Nous devons tenir compte des besoins spécifiques des pays à faible revenu et nos attentes y contribuent. La France et les pays participants doivent faire leur juste part en matière de redistribution mondiale et augmenter le financement du développement, afin que les pays à faible revenu puissent investir dans la santé, l’emploi et l’éducation – ceci peut se concrétiser grâce à nos demandes.
Vous l’avez donc compris, ce sommet est une occasion en or pour obtenir des engagements concrets sur la question de la réforme des banques multilatérales de développement, la dette, l’atteinte de la cible des 100 milliards de DTS et la mise en œuvre de taxes solidaires dans plusieurs pays du monde afin de dégager des financements additionnels pour le climat et le développement dans les pays pauvres ! Aujourd’hui plus que jamais, l’architecture mondiale du financement du développement devrait prendre en compte les vulnérabilités spécifiques des pays et c’est ce que nous attendons de ce sommet.
Ce qu’il faut retenir :
- Ce sommet du 22 et 23 juin à Paris va donc rassembler les dirigeants du monde pour évaluer un nouveau système de financement du développement et du climat
- Il doit être l’occasion de mettre l’accent sur les besoins spécifiques des pays à faible revenu.

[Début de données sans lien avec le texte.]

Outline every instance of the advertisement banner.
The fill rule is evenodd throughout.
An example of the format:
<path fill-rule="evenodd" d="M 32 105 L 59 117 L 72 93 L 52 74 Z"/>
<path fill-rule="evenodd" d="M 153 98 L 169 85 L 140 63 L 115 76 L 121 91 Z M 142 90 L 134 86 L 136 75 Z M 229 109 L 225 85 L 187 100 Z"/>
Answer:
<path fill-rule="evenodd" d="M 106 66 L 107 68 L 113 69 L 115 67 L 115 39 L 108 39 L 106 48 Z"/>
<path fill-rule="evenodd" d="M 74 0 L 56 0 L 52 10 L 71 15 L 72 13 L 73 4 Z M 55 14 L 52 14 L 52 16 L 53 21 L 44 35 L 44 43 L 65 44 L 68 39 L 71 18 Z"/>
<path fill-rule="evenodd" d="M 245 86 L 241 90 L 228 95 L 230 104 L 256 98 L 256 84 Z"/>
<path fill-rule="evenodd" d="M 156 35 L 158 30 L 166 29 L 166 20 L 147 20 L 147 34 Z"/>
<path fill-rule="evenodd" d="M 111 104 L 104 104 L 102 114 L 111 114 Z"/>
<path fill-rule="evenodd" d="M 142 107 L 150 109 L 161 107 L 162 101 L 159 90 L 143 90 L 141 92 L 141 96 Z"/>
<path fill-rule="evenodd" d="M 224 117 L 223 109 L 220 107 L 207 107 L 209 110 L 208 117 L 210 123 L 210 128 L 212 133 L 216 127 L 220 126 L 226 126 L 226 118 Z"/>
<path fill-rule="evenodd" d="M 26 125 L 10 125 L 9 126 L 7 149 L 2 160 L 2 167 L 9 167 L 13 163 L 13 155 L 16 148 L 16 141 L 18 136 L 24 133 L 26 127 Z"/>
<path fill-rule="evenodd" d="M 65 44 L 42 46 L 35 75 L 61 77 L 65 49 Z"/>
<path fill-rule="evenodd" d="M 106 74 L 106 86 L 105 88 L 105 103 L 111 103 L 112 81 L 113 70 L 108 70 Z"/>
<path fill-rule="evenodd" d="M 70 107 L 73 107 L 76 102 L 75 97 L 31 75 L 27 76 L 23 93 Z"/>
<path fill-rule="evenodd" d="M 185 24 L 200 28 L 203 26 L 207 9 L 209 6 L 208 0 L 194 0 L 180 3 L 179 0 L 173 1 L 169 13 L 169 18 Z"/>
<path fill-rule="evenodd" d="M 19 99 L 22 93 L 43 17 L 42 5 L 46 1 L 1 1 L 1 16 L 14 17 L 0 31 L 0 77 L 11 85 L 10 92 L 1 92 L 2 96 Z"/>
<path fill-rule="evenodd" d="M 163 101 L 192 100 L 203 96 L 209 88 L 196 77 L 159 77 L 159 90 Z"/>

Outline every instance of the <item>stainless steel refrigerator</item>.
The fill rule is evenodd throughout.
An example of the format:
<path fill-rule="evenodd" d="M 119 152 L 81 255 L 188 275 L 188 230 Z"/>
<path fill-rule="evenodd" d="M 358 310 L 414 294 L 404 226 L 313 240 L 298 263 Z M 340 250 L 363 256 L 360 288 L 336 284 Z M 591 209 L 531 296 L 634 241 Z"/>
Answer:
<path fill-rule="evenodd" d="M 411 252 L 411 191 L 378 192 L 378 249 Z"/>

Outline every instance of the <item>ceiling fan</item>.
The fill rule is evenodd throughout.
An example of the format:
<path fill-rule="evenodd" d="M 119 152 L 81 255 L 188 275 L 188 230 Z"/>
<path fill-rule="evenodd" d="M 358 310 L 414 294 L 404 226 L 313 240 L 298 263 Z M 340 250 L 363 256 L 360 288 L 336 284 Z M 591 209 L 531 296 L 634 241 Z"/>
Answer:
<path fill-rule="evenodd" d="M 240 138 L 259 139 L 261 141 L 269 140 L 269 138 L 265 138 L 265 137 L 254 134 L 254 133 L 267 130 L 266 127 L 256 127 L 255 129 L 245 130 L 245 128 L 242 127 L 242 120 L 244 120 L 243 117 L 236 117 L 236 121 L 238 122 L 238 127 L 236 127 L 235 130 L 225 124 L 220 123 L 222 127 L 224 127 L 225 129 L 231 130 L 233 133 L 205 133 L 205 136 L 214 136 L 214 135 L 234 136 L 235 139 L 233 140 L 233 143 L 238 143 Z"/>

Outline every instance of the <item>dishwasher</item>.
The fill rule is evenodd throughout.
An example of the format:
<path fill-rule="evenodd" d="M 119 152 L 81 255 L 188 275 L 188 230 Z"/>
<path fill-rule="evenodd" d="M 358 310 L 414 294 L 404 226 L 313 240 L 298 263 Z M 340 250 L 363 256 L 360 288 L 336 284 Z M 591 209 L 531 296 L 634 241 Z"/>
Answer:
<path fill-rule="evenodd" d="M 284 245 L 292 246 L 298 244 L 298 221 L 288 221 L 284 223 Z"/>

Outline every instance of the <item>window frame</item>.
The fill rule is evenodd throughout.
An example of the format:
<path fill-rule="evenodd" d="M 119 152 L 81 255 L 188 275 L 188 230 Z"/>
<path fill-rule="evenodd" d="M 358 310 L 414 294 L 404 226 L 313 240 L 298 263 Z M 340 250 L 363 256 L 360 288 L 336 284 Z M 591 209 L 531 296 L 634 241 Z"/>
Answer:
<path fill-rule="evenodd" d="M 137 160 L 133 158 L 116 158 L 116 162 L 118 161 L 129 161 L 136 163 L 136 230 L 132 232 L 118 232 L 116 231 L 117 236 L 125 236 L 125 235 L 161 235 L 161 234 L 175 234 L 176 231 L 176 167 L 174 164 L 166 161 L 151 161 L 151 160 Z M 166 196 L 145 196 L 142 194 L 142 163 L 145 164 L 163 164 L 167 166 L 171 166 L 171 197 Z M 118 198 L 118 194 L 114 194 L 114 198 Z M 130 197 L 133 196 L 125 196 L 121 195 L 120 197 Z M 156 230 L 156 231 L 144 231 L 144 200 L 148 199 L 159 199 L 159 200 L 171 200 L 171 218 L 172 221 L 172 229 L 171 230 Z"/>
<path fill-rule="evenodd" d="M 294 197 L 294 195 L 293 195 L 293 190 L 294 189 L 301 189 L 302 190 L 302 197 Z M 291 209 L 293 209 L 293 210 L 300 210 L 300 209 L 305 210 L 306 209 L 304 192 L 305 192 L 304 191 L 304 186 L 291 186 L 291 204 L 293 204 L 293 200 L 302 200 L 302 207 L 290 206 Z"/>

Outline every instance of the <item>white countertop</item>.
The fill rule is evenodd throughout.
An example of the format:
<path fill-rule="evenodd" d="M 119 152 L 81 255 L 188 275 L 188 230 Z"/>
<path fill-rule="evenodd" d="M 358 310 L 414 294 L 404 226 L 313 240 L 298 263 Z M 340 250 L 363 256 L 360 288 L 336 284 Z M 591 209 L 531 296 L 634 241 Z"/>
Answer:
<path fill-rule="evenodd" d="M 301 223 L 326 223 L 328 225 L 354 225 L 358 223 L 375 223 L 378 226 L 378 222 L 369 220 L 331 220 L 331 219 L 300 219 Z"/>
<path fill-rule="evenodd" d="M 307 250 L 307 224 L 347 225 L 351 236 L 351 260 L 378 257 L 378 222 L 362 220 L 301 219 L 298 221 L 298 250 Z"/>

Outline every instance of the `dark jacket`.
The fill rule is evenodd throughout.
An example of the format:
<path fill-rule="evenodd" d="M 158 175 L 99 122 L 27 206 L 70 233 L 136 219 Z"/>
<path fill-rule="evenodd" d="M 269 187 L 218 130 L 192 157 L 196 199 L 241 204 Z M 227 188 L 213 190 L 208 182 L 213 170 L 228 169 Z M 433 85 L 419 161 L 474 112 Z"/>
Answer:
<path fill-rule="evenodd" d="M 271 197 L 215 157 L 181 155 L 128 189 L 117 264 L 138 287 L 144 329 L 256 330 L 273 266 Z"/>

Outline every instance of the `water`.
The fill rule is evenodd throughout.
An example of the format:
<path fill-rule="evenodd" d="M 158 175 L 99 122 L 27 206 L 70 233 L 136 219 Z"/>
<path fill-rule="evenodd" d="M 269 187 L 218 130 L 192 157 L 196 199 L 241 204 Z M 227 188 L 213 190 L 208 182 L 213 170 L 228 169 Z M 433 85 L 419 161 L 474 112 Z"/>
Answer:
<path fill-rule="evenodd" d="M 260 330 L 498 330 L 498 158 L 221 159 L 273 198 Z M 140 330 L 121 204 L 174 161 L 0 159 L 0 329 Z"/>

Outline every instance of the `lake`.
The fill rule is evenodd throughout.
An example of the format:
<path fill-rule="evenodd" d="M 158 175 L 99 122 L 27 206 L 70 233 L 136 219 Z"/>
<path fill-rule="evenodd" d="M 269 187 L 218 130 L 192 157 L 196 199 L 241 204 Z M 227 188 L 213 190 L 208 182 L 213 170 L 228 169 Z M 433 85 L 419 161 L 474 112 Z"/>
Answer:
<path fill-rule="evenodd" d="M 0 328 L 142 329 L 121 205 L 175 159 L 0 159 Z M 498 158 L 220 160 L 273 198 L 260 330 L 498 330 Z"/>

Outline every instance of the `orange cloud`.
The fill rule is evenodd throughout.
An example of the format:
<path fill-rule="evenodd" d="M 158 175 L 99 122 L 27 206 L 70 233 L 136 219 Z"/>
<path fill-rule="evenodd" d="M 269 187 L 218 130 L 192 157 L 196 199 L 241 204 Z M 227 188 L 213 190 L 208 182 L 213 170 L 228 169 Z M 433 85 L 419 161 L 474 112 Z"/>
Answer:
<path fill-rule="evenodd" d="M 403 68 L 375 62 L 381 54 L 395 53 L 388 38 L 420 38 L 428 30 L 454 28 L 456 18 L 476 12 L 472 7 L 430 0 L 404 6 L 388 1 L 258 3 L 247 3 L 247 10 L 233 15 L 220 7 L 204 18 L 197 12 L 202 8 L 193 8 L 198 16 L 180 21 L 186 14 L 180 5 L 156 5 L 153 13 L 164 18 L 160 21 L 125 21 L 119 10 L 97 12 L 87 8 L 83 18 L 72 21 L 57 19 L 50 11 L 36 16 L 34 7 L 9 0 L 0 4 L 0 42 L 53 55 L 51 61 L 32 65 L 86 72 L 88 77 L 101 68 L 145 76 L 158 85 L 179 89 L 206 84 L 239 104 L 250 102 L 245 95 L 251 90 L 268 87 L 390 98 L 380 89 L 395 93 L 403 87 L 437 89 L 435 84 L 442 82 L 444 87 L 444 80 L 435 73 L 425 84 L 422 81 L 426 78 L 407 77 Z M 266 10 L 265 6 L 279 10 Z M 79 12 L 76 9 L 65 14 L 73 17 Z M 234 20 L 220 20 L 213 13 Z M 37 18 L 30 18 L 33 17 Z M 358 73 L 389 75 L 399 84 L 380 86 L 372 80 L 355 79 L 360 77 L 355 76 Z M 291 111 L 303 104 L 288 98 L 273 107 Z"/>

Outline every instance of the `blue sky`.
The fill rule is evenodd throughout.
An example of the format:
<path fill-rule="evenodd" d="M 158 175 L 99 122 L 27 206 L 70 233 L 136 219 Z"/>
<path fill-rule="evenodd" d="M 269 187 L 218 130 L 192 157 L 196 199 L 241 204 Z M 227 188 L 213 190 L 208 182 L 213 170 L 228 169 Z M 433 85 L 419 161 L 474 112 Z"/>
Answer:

- La convergence des crises apparues ces dernières années a aggravé la situation dans de nombreux pays
- Nous ne disposons pas tous des mêmes armes, il est donc nécessaire de soutenir économiquement et financièrement les pays qui en ont le plus besoin.
- Les pays à revenu élevé doivent tenir leurs engagements et redistribuer une partie de leurs DTS aux pays à faible revenu. Les pays africains ne reçoivent pas assez du montant des DTS débloqués et il faut changer cela. La TTF est aussi un moyen important de financement et doit être élargie et appliquée internationalement dans les pays volontaires.
- Une réforme des banques multilatérales de développement est nécessaire pour débloquer des fonds afin de soutenir les pays à faible revenu, notamment face au changement climatique.